Jebeh is an advocate for more intentional mentoring that goes beyond meeting scholastic needs. Given the contextual layers of identities, Jebeh believes there is added value in mentoring persons of similar background and shared lived experience.
“I kind of find myself gravitating toward those graduate students that are like me,” she said. “They have families, (and) it’s nice seeing that they’re going back into this profession of education.”
She continues to be involved in mentoring programs and community-outreach initiatives aimed at getting more Black students into the educational profession.
Emergence of the educator-solopreneur
The pandemic, while certainly challenging for everyone, also proved to be a blessing for Jebeh and her family. In addition to strengthening family bonds, it was during this time that she caught a vision for her consulting firm, Jebeh Cultural Consulting LLC ( jebehedmunds.com ). She had always been the resource person, sharing information with her classmates as early as grade school.

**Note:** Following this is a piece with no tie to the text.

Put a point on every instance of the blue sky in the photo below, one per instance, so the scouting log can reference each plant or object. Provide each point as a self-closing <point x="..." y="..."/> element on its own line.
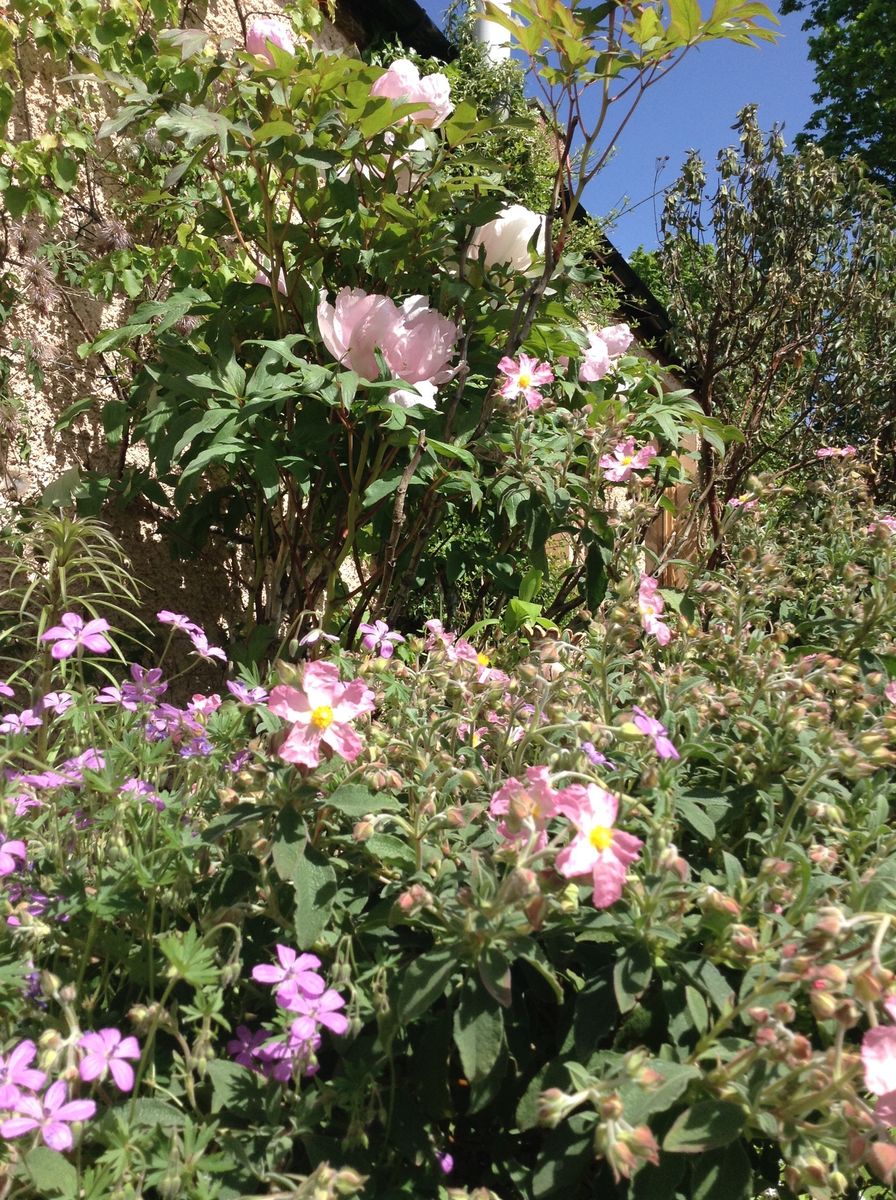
<point x="695" y="108"/>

With the increase in awareness of systemic racism and the push toward more diversity, equity, and inclusion, or DEI, Jebeh’s natural inclination to educate others about these issues went into overdrive.
In 18 months, Jebeh created more than 50 lesson plans for kindergarten through eighth grade, with accompanying pictures, books, worksheets, questions to guide discussions, and step-by-step guides on how to use these resources. Teachers anywhere in the United States can purchase these resources and teach them. This curricula content is mapped onto the common CORE standard benchmarks.
Another branch of her consultancy is DEI training for business owners and nonprofit organizations. This includes training on implicit bias and rethinking DEI in the workplace, which, she points out, is quite challenging for organizations. Her approach, through storytelling, integrates her lived experiences as a Black woman, growing up a Black immigrant child in Minnesota, and job seeking and other interactions as a person of color.
Jebeh runs her business mostly at night. The consultancy is growing at a rapid rate and expanding to include a variety of media platforms, including a podcast, a YouTube channel, and a blog. To adequately respond to the growing need for DEI and related education, Jebeh is moving toward making consultancy her full-time job. She is so excited to be pulling on her broadcasting expertise and leveraging her educational background to further develop this work. She is loving the adventure into this next season of her professional life.
Living in — and loving — Duluth
For anyone of African heritage, living in Duluth can be challenging. Microaggressions are common experiences, and even more so for persons like Jebeh: a first-generation immigrant, a Black woman living in a predominantly white neighborhood, and being in a biracial marriage.
Nonetheless, Jebeh loves living in Duluth, primarily because she is surrounded by family. Her sister in-law and brother in-law, with their children, live a couple houses from her, and her parents-in-law are just a few blocks away. Her mom, step dad, and one of her sisters are a couple of hours away. Jebeh also has two sisters out of state. She enjoys spending time with family at their cabin on Island Lake and connecting with good friends in town.
While strongly rooted in her Liberian identity, Jebeh can truly say Duluth is home! In her words: “Living here, I don’t feel alone because I have always in my heart grown up Liberian American. I’ve always been strong in my Liberian American identity. I’ve always been proud of who I am. So, for me, it’s OK. No matter where I am, I’m proud and I know who I am.”